Studies related to dihydro-1,4-thiazines. Part VII. Reaction of methyl (4S,6S)-5,5,9,9-tetramethyl-7-oxo-8-oxa-4-thia-1-azabicyclo-[4.3.0]non-2-ene-3-carboxylate 4-oxide with acetyl chloride

Abstract

The title compound (1) is converted into methyl (6RS)-6-hydroxy-5,5,9,9-tetramethyl-7-oxo-8-oxa-4-thia-1-azabicyclo[4.3.0]non-2-ene-3-carboxylate (4) by acetyl chloride under nitrogen. In the presence of oxygen it is transformed by the reagent into the racemic 6-hydroxy-analogue (2) which reacts further to give methyl 2-chloro-2-[1-methyl-1-(2,2-dimethyl-5-oxo-Δ³-oxazolin-4-yl)ethylthio]-3-oxopropionate (14).

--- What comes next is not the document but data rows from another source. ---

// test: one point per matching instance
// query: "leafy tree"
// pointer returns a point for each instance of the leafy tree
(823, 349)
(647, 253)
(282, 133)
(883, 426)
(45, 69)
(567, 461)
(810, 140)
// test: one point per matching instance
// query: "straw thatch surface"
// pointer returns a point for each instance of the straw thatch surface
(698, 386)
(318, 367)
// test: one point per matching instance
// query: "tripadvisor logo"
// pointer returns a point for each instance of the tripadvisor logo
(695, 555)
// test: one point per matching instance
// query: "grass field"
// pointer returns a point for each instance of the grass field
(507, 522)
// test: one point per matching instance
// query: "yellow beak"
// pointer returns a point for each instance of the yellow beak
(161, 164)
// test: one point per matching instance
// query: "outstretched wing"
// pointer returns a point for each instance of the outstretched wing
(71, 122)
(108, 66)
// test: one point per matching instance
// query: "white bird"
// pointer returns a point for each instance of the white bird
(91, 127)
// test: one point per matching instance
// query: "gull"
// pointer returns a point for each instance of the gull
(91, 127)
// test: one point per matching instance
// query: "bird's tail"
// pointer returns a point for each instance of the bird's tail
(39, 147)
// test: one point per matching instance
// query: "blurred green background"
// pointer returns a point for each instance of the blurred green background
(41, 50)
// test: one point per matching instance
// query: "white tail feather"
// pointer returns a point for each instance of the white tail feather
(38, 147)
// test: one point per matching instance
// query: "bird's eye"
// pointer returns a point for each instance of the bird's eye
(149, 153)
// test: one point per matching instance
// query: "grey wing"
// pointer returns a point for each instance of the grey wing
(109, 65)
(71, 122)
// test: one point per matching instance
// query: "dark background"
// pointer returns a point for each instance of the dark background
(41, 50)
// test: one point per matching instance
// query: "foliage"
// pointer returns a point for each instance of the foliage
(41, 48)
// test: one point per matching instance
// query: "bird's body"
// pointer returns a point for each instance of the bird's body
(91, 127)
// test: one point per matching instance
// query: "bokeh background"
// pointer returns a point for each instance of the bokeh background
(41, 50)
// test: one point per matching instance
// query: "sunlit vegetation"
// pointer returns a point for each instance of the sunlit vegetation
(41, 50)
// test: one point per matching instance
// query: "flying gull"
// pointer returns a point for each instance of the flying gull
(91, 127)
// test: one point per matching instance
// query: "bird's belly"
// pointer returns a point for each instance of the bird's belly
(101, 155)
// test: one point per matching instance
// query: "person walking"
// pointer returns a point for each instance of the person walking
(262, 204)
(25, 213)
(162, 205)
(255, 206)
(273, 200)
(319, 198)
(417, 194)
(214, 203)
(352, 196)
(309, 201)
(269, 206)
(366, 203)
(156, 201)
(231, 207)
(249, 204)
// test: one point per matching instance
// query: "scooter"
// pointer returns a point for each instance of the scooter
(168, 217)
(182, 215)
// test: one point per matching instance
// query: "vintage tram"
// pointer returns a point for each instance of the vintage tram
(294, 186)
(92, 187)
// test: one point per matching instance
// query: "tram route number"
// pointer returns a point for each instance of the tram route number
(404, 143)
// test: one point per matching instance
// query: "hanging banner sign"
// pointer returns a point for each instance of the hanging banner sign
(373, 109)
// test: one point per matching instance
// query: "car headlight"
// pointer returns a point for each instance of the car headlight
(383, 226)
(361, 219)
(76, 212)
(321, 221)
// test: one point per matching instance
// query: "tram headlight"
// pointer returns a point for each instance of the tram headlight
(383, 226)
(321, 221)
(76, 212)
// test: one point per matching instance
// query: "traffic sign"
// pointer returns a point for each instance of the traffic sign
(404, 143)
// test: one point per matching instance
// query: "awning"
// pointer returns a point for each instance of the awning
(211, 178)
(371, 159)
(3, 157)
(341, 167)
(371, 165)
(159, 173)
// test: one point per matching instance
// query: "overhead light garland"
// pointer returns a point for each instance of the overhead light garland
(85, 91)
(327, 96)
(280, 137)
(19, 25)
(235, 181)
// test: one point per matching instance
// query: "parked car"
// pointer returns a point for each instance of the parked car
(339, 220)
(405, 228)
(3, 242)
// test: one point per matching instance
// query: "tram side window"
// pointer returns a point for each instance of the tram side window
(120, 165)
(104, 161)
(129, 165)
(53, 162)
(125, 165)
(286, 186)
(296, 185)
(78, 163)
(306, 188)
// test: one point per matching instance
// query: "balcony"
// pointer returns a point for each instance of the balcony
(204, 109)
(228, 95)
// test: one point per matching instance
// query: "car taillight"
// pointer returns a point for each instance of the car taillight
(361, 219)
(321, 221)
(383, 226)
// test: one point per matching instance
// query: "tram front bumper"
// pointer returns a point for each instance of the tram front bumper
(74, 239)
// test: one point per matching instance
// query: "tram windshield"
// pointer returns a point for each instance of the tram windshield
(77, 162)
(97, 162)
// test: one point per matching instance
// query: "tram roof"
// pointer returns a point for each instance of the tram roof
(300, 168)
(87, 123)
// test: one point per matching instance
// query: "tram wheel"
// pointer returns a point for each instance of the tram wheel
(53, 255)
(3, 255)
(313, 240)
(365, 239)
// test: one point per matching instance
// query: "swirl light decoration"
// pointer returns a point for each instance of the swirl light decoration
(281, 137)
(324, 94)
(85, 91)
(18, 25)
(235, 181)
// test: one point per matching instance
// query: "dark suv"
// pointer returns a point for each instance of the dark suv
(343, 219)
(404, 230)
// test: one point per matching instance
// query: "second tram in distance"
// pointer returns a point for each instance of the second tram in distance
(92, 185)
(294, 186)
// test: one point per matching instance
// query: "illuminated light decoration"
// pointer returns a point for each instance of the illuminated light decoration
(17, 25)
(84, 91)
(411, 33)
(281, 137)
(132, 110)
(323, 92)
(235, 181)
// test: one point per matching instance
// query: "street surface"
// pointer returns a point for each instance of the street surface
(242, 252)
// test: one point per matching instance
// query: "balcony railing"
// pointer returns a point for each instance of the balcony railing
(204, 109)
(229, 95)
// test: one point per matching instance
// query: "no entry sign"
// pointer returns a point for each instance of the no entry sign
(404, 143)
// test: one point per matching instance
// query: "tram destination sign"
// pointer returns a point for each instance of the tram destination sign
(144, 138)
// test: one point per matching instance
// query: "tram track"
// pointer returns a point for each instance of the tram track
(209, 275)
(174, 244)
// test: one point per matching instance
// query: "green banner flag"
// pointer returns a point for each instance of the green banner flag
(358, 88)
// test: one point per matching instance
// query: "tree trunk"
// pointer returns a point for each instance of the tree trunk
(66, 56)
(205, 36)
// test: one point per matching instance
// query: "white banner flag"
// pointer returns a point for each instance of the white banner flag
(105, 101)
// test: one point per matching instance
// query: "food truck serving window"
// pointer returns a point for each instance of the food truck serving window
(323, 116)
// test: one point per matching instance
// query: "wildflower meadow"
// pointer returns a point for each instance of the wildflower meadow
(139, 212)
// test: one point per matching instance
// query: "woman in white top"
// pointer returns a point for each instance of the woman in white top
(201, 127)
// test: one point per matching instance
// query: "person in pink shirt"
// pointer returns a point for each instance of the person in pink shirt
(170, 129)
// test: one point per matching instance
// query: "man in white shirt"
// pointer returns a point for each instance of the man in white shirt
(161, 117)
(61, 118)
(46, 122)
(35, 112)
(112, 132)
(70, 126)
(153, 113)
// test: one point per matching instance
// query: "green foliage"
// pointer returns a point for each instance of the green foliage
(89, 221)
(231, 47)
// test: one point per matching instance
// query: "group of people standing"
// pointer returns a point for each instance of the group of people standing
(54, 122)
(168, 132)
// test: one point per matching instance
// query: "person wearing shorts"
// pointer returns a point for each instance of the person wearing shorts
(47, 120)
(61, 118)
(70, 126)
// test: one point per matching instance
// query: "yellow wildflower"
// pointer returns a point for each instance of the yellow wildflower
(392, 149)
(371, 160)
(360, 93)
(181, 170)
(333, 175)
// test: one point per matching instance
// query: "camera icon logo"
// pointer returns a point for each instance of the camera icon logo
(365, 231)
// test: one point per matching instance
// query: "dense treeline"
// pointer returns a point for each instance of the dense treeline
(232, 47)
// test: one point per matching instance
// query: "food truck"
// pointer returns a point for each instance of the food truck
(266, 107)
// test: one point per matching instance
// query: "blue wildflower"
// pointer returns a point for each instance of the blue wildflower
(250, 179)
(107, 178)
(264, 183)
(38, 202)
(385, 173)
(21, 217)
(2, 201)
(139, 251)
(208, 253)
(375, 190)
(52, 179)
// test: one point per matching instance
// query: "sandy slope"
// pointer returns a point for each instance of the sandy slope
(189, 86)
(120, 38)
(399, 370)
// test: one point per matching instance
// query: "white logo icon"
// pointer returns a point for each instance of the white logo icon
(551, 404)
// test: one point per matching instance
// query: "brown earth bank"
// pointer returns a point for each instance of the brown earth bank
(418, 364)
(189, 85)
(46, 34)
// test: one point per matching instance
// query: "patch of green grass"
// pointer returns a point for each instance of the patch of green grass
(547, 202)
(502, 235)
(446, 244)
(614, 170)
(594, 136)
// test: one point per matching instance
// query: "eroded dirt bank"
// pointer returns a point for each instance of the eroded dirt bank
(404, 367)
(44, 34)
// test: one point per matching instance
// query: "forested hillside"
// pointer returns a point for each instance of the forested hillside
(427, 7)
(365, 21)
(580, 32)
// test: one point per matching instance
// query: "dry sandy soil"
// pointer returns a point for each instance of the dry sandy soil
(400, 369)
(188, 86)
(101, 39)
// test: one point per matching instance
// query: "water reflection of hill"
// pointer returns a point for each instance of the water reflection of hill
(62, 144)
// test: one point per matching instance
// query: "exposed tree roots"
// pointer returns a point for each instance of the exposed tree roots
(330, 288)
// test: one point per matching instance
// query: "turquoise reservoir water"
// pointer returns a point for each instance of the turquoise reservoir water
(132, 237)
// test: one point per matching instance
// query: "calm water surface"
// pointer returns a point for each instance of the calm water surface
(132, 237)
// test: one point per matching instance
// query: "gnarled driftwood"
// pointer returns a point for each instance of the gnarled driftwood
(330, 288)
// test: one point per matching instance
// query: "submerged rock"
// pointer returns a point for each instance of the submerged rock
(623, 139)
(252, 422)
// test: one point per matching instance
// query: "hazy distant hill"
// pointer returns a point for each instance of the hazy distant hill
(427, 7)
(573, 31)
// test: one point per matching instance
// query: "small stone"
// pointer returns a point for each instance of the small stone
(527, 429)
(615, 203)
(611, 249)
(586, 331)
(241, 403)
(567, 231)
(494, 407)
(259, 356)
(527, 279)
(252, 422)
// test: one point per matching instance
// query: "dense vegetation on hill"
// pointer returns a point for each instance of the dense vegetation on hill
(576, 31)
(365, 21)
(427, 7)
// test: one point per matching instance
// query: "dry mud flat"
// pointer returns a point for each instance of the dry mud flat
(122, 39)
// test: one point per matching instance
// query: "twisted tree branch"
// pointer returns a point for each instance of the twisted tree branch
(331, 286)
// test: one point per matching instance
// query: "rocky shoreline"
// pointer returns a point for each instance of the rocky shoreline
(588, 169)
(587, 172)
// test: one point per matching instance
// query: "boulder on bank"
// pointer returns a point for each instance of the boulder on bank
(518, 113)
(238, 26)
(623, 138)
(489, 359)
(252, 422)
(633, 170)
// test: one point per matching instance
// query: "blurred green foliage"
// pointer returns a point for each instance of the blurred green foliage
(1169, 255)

Treatment of the oxopropionate (14) with triphenylphosphine followed by diazomethane yields methyl 3-methoxy-2-[1-methyl-1-(2,2-dimethyl-5-oxo-Δ³-oxazolin-4-yl)ethylthio]acrylate (17). Compound (14) undergoes a silica gel- or triethylamine-induced deformylation to give methyl α-chloro-α-[1-methyl-1-(2,2-dimethyl-5-oxo-Δ³-oxazolin-4-yl)ethylthio]acetate (8). The chlorine atom of compound (8) is replaced by an acetoxy-group with silver(I) perchlorate in acetic acid, by a methoxy-group with either silver(I) perchlorate or sodium methoxide in methanol, and by a hydrogen atom with zinc in acetic acid to give derivatives (9)–(11), respectively. Pyrolysis of the sulphoxide (15), obtained by oxidation of the acetate (11) with m-chloroperbenzoic acid, affords 4-isopropenyl-2,2-dimethyl-Δ³-oxazolin-5-one (16).